そしてまだ若く、純真で真っ直ぐで正義感の強い彼には到底納得のいかぬ話だったのだろう。
「喜助様。
ある方が私に言いました。
自分達は駒にすぎない。
命令に従うのみ。
己の力を最大限に発揮し、お役に立つために努めるのみだ。
それが今、私達にできること」
それが今は大反逆人とされる人の言葉だとは、彼も思いもしないだろう。
かの人を思うことは許されないと分かっていながらも、辛く苦しい記憶であろうとも、今もなお咲の胸のうちには、いつも響河がいるのだ。

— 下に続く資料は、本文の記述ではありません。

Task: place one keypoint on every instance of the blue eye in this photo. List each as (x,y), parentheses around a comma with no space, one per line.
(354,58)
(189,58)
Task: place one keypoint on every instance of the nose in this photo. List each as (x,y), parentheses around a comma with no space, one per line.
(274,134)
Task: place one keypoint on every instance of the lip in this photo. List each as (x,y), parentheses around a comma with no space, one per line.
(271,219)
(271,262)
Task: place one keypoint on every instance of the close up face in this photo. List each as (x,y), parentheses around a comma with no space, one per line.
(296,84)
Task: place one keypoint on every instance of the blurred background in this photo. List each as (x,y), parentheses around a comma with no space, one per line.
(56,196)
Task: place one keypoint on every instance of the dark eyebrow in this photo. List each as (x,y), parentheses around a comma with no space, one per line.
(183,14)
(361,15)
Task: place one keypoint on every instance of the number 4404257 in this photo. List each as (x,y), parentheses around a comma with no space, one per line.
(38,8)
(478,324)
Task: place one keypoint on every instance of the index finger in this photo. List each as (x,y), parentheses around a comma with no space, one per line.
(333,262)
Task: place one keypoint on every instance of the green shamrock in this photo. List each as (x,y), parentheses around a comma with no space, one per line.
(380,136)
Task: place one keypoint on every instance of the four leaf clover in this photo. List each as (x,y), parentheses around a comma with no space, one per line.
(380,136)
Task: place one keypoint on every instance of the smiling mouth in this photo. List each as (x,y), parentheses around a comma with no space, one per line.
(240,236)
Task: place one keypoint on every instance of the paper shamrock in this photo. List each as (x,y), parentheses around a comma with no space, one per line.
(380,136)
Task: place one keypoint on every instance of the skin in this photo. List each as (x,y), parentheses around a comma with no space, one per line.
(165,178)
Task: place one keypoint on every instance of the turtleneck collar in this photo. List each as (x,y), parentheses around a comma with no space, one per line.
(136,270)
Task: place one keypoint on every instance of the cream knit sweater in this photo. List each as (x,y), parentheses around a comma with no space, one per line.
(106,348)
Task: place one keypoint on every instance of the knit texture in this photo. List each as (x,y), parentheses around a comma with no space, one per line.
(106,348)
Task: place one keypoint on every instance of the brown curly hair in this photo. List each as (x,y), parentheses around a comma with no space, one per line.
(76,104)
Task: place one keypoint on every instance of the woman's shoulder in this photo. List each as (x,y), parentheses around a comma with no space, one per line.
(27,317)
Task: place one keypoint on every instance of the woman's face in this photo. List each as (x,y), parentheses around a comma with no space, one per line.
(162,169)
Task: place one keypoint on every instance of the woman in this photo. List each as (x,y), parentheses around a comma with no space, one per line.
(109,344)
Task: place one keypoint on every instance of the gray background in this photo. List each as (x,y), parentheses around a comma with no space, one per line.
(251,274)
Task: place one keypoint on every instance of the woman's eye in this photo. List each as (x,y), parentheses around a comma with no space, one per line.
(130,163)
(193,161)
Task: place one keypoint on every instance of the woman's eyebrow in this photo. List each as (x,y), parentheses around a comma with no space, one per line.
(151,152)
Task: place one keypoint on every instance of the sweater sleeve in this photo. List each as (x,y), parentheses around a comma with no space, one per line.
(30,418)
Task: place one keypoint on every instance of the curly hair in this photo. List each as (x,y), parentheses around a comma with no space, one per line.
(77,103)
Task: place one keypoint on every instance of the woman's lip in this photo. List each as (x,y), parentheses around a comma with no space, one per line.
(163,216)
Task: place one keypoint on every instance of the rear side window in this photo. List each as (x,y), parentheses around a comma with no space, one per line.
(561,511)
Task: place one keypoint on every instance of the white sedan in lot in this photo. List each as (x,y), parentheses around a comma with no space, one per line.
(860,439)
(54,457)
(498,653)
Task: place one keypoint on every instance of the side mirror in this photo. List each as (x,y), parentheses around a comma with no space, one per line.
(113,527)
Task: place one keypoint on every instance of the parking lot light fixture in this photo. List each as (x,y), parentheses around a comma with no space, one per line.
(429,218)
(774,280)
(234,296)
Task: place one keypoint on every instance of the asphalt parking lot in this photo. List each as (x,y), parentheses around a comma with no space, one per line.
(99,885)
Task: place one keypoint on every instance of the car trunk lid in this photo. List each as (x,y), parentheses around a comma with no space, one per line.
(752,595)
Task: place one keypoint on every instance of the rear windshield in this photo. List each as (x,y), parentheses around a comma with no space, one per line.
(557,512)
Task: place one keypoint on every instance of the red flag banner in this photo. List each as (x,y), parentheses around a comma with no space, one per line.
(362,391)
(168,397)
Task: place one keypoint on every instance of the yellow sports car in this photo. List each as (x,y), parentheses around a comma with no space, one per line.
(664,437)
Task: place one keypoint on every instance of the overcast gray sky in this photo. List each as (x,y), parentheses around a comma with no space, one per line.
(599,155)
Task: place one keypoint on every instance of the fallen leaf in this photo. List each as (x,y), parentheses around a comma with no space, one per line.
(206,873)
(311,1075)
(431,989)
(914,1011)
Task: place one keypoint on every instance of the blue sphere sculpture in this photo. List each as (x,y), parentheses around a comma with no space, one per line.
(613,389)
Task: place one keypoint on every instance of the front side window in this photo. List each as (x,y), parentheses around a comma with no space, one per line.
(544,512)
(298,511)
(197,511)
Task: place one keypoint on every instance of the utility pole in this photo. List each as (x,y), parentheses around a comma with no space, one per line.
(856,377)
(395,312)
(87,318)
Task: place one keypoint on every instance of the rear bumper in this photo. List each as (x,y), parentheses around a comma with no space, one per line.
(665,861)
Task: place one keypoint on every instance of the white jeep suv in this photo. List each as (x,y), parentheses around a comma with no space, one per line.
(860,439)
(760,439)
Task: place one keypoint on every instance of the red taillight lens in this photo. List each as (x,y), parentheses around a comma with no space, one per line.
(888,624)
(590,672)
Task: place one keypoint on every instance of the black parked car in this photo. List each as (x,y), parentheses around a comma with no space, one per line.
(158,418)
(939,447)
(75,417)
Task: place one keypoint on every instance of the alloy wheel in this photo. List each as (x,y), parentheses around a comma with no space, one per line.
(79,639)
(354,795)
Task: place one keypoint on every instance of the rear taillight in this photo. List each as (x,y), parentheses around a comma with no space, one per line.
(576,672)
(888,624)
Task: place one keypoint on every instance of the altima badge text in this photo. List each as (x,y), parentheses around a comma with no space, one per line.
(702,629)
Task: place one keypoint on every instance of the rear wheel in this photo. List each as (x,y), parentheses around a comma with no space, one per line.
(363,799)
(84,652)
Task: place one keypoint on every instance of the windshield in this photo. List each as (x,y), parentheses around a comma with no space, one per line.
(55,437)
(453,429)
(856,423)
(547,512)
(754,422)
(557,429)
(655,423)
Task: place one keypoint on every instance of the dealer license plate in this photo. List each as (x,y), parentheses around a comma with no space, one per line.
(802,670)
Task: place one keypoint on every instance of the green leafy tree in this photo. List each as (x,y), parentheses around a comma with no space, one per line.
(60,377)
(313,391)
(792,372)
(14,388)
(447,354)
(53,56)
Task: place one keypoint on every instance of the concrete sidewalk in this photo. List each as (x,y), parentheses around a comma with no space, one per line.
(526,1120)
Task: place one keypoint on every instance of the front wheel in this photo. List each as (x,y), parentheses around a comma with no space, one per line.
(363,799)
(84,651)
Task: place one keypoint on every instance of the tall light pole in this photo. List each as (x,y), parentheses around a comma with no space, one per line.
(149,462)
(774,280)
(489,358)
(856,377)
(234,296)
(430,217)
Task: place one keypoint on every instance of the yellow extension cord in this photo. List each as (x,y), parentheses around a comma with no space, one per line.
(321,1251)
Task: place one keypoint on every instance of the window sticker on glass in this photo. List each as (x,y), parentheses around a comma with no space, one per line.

「大切な人を、大切なものを守るために出来ることは、今の私にはこれしかありません」
そっと斬魄刀に手を置く。
「二度と大切なものを失わずにいられるように、今の私のできる限りを尽くしたいのです。
私は必ず任務を全うし、帰って来ます。
ですからどうぞ喜助さまも立派な死神に」
美しい瞳が、真っ直ぐに咲を見つめた。
鋭いほど強い決意を秘めた、まだ幼さを残す瞳。
いつか彼は大きな事を為すような気がした。
瞳に星が写り込む美しさをじっと見つめたまま、咲はひとつ頷いた。
彼がひとつ頷き返すのを確認すると、咲は立ち去った。
見せなければならないと思ったのだ。
決意した背中を。
彼もいつか、決意して同じように歩けるように、と。